Kings has been adapted from Jimmy Murphy's play The Kings Of The Kilburn High Road, which was a hit at the Tricycle Theatre six years ago.

Irish film-maker Tom Collins has turned it into a £2.5 million project starring Colm Meaney, best known for playing Miles O'Brien in Star Trek: The Next Generation, and Deep Space Nine.

In Kings, Meaney plays Joe, one of six men who come to London looking for work in the Seventies.

Thirty years later the men are reunited for the funeral of a friend who has died in tragic circumstances.

Collins, who grew up in Donegal, said the story of what happened to Irishmen who left home to seek their fortune in England was one he knew well from his youth.

He said: "Our aim was to make a ' foreign' film in England because I'm no longer sure England as we knew it exists.

"Our characters still talk in Irish in an attempt to accentuate their personal and national bond and their language is, to them, their last act of solidarity.

"This is an untold story of immigration and loneliness which continues today with migrants from Lithuania, Poland and China."

The director said it was an "amazing night" when he saw Kings Of The Kilburn High Road at the Tricycle, as what he saw on stage mirrored the lives of so many people in the audience.

"It's surprisingly universal," he said. "It's a little aspect of London life that is often forgotten; I hope people are interested."

Meaney said he was attracted to Kings because he was fascinated by the idea of a bilingual feature film - even though he was probably the least-proficient Gaelic speaker in the cast.

"It was a challenge for me but one that I was delighted to have a go at," he said.

"It's a great cast. They have done a wonderful job. You know there is great understanding there and I think it is, sort of, an affection for these characters that they have all brought to it."

As well as his TV work, Meaney has appeared in films including The Commitments and Con Air. He is currently on Broadway in The Old Vic's transfer of A Moon For The Misbegotten.

Although some scenes in Kings were filmed in Connemara, Galway, most of the movie was shot either in Kilburn or a pub in Acton.

It will be screened to potential distributors in the international sellers' market at the Cannes Film Festival, which begins next week.

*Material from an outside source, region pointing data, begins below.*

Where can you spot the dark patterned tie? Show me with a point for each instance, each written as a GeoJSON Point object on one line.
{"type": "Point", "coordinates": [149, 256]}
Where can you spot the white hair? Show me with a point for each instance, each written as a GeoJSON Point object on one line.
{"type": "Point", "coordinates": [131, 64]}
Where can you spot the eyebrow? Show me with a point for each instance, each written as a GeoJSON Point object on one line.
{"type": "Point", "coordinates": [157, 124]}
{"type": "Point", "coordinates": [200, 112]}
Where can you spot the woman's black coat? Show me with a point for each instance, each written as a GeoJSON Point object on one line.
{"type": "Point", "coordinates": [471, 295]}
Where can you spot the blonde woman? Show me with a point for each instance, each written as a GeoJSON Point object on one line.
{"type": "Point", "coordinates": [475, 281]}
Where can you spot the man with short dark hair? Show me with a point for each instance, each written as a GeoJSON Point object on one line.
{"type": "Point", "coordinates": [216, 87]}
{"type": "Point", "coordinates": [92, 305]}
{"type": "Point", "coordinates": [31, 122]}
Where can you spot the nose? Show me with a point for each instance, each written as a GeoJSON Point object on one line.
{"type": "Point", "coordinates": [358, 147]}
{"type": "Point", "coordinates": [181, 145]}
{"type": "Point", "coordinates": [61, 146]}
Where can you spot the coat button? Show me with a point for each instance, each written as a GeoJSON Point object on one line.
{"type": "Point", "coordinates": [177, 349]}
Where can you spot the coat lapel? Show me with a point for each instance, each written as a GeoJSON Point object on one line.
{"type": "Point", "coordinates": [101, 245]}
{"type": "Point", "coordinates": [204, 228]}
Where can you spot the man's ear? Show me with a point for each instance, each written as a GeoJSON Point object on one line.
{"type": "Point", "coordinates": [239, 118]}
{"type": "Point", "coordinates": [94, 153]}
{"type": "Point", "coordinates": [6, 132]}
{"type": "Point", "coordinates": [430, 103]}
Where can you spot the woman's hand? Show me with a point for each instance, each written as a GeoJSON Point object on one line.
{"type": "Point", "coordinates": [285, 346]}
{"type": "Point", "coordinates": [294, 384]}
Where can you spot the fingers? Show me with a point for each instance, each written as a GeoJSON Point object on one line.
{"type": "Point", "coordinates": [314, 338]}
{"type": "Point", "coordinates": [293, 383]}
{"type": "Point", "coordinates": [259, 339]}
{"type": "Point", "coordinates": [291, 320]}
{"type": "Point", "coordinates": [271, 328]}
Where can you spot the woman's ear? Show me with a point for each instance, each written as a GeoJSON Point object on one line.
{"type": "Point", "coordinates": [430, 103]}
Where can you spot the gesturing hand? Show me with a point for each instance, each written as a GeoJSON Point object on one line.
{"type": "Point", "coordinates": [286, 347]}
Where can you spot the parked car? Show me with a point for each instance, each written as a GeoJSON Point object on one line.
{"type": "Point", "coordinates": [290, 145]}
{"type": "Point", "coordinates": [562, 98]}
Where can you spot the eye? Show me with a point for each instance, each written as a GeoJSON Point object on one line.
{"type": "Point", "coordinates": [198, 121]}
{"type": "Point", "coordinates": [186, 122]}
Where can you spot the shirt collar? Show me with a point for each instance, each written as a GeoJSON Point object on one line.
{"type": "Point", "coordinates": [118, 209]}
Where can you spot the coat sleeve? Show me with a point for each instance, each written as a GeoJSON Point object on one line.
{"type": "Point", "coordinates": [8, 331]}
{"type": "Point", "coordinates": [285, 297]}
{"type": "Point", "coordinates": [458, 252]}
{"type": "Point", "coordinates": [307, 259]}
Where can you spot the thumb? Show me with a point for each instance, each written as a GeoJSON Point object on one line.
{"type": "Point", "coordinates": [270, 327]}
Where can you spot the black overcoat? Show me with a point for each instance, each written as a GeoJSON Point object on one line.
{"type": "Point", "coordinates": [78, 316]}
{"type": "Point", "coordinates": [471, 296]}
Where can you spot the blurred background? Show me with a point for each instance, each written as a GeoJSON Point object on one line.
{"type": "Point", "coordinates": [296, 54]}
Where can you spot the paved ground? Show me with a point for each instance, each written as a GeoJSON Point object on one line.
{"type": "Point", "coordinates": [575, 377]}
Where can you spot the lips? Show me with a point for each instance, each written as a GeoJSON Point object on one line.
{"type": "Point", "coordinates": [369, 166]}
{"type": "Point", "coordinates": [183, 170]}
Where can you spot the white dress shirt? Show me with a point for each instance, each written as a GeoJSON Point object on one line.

• Channel 4 is to screen a new drama based on real-life homophobic crimes. Clapham Junction, which stars Paul Nicholls and Rupert Graves, is being filmed in locations including Battersea, Vauxhall and Clapham Common.

Writer Kevin Elyot said the film exposed a previously hidden scale of anti-gay prejudice and violence in contemporary London.

"While there seems to be a greater acceptance of gays in society - ageofconsent equality, civil partnerships, media visibility - homophobic violence has not disappeared," said the Olivier award-winner.